Russia To Help Build 2 Nuclear Power Plants In Iran

By Irina Slav

Nuclear Power

Russian experts will help the Atomic Energy Organization of Iran build two 1,000-MW nuclear power plants, Iran’s Energy Minister told media. Construction will start soon, Hamid Chitchian also said, adding that a third joint power plant construction project with Russia, which will have a capacity of 1,400 MW, has already begun.

The announcement is part of deepening ties between Moscow and Tehran, expanding into a growing number of industries, from oil to defense and fisheries. Earlier this year, Russian Energy Minister Alexander Novak said that Russian companies are “keen” on strengthening their ties with Iran, not least in the power plant construction sector. Energy-hungry Iran plans several more such projects, and it’s likely that Russian companies will be among the preferred bidders.

Yesterday, Iran’s ambassador to Russia said in a statement that Tehran would be happy to strengthen bilateral ties further, noting their joint stance on the political situation in the Middle East.

Energy is a big part of this cooperation between Moscow and Tehran. Russian companies are eager to develop Iran’s oil and gas reserves, and Iran is eager to expand its international footprint. In the short term, this cooperation will be mutually beneficial, but in the long run things may change as Iran looks to Europe as a potentially major market for its natural gas.

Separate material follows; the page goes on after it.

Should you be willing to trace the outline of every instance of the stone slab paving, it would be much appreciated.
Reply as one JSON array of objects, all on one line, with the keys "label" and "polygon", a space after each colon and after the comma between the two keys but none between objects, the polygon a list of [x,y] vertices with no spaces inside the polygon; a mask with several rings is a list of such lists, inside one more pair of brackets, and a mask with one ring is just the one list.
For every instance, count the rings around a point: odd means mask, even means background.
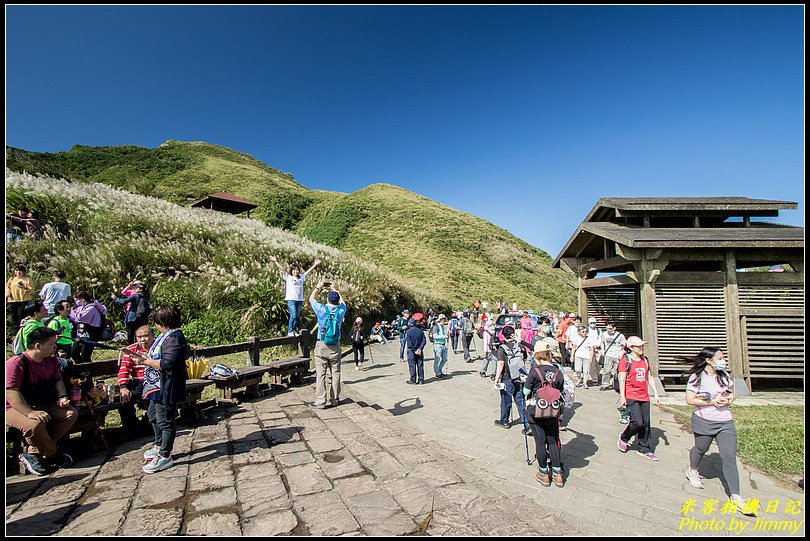
[{"label": "stone slab paving", "polygon": [[211,410],[154,475],[140,472],[141,438],[7,478],[6,533],[403,535],[431,509],[428,535],[581,533],[391,412],[351,396],[314,410],[313,396],[310,384]]},{"label": "stone slab paving", "polygon": [[[536,465],[526,463],[526,443],[520,431],[519,420],[504,430],[493,421],[499,416],[499,394],[492,388],[492,381],[478,374],[479,362],[465,363],[461,354],[450,353],[450,361],[445,368],[449,374],[445,380],[433,377],[432,348],[428,347],[425,362],[426,383],[406,385],[408,365],[400,362],[399,343],[374,345],[374,363],[366,360],[365,370],[355,371],[353,362],[345,362],[342,374],[347,392],[355,398],[363,410],[379,409],[404,420],[419,437],[427,436],[430,441],[442,447],[455,450],[459,460],[465,461],[473,470],[488,472],[491,479],[507,483],[508,490],[515,496],[522,496],[534,505],[551,504],[553,516],[573,524],[590,535],[732,535],[728,531],[731,518],[736,523],[749,523],[746,533],[769,535],[769,531],[751,531],[755,520],[740,514],[729,515],[716,511],[703,514],[705,500],[725,501],[719,455],[713,444],[701,464],[700,472],[706,477],[705,489],[695,489],[689,485],[684,470],[688,465],[688,452],[694,443],[690,432],[684,431],[674,416],[653,406],[652,428],[654,449],[660,460],[651,462],[635,453],[622,454],[616,446],[619,433],[624,425],[618,422],[618,395],[613,391],[599,391],[597,388],[577,390],[572,412],[565,416],[569,430],[561,433],[563,462],[567,484],[563,489],[544,488],[534,480]],[[368,355],[368,353],[367,353]],[[684,404],[683,393],[671,393],[666,403]],[[804,405],[803,394],[756,393],[739,401],[741,404],[798,404]],[[513,419],[517,419],[513,408]],[[399,438],[389,436],[382,429],[369,427],[376,443],[386,449],[395,445]],[[359,443],[353,444],[359,445]],[[394,450],[397,447],[393,447]],[[418,446],[400,451],[398,457],[413,459],[421,450]],[[534,442],[528,438],[528,452],[534,458]],[[424,454],[424,453],[423,453]],[[445,471],[442,467],[431,467],[429,463],[414,463],[408,478],[422,479],[428,486],[441,491],[441,483],[457,482],[459,471]],[[796,535],[804,533],[804,494],[797,487],[789,487],[775,482],[761,472],[746,467],[738,460],[742,494],[761,502],[763,511],[768,502],[779,501],[776,513],[760,512],[763,520],[802,521]],[[431,475],[433,472],[433,475]],[[455,474],[455,475],[453,475]],[[448,477],[444,477],[447,475]],[[422,477],[420,477],[422,476]],[[431,479],[427,479],[430,477]],[[465,482],[475,481],[464,479]],[[439,485],[438,487],[436,485]],[[450,486],[458,486],[452,484]],[[680,514],[684,503],[693,499],[695,511]],[[800,512],[785,514],[785,506],[790,501],[801,501]],[[470,500],[474,502],[474,500]],[[477,512],[473,503],[462,516],[472,515],[478,520],[490,514],[485,510]],[[723,520],[726,527],[718,532],[688,531],[690,524],[681,521],[694,518],[696,522]],[[485,519],[484,519],[485,520]],[[451,525],[464,530],[450,513],[439,523],[442,527]],[[716,523],[717,523],[716,521]],[[464,524],[463,528],[477,526],[475,520]],[[760,527],[764,527],[762,524]],[[694,528],[700,527],[692,526]],[[785,532],[778,532],[784,534]]]}]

This would mean stepping on Gazprom’s toes, although the state giant recently sealed a cooperation deal with its Iranian counterpart for joint development of local gas deposits.

At the recent visit of Iran’s President Hassan Rouhani to Russia, he and Vladimir Putin stressed the importance of the energy sector in bilateral relations and the possible formation of a free-trade zone spanning Iran and the Eurasian Economic Union: Russia, Belarus, Armenia, Kazakhstan, and Kyrgyzstan.

Political cooperation is also strengthening—Iran and Russia pretty much have only each other to rely on in the Middle East and are bound to continue supporting each other there.